In right angled triangle ABC, ∠BAC = 90° and AD is drawn perpendicular to hypotenuse BC. If BD = 7 cm and CD = 28 cm, what is the length (in cm) of altitude AD?

Introduction / Context:
This problem involves a right angled triangle and the altitude drawn from the right angle to the hypotenuse. There is a very useful geometric relation connecting the altitude to the two segments into which it divides the hypotenuse. The question checks whether you know and can apply this standard property quickly in numerical form.

Given Data / Assumptions:

• Triangle ABC is right angled at A, so ∠BAC = 90°.
• AD is perpendicular to BC, so AD is the altitude from the right angle to the hypotenuse.
• BD = 7 cm and CD = 28 cm, where D lies on BC between B and C.
• We need the length of AD in centimetres.
• Triangle is assumed to be non degenerate and right angle is exactly at A.

Concept / Approach:
In a right angled triangle, if an altitude is drawn from the right angle to the hypotenuse, then the square of the altitude length equals the product of the lengths of the two segments into which the hypotenuse is divided. Symbolically, if BD and CD are the segments and AD is the altitude, then AD^2 = BD * CD. This property allows us to compute AD directly from the given segment lengths by simple multiplication and square root extraction.

Step-by-Step Solution:
Step 1: Use the property AD^2 = BD * CD for a right angled triangle with altitude to the hypotenuse. Step 2: Substitute BD = 7 cm and CD = 28 cm, so AD^2 = 7 * 28. Step 3: Compute 7 * 28 = 196. Step 4: Therefore AD^2 = 196. Step 5: Take the positive square root: AD = √196 = 14 cm.

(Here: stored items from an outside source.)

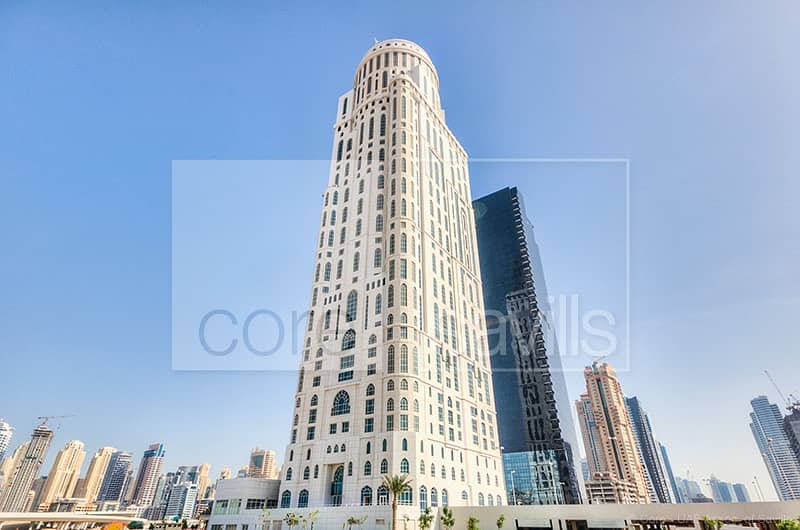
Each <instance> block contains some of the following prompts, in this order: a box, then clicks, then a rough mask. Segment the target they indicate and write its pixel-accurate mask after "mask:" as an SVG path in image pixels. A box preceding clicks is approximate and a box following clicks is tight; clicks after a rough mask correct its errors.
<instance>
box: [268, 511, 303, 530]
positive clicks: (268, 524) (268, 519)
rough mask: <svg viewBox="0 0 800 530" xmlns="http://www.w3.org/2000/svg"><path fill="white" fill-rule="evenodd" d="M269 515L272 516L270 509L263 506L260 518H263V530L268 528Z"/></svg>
mask: <svg viewBox="0 0 800 530" xmlns="http://www.w3.org/2000/svg"><path fill="white" fill-rule="evenodd" d="M269 516H270V511H269V510H267V509H266V508H262V509H261V516H260V519H261V530H266V529H267V527H268V526H269ZM311 528H312V530H313V528H314V523H313V522H312V523H311Z"/></svg>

Verification / Alternative check:
We can also verify using Pythagoras theorem. The hypotenuse BC has length √(BD + CD)^2 = 35 cm. There are relations AB^2 = BD * BC and AC^2 = CD * BC in such a configuration. That gives AB^2 = 7 * 35 = 245 and AC^2 = 28 * 35 = 980, so AB = √245 and AC = √980. Pythagoras theorem for triangle ABC would then give AB^2 + AC^2 = 245 + 980 = 1225 = 35^2, which confirms consistency. The altitude formula AD^2 = BD * CD remains valid and yields AD = 14 cm.

Why Other Options Are Wrong:
Values 3.5, 7 and 10.5 correspond to smaller square values that do not equal 196 when squared. The value 21 would produce AD^2 = 441, which is inconsistent with BD * CD = 196. Therefore these options do not satisfy the altitude property in a right angled triangle. Only 14 cm gives the correct relation between the altitude and the hypotenuse segments.

Common Pitfalls:
A typical mistake is to apply Pythagoras theorem directly on BD and CD with AD, which is incorrect because BD and CD are collinear and do not form a right triangle with AD. Another error is to forget the special relation AD^2 = BD * CD and instead attempt a longer coordinate or trigonometric method. Remembering and using standard right triangle properties saves time and reduces algebraic errors in such problems.

Final Answer:
The length of AD is 14 cm.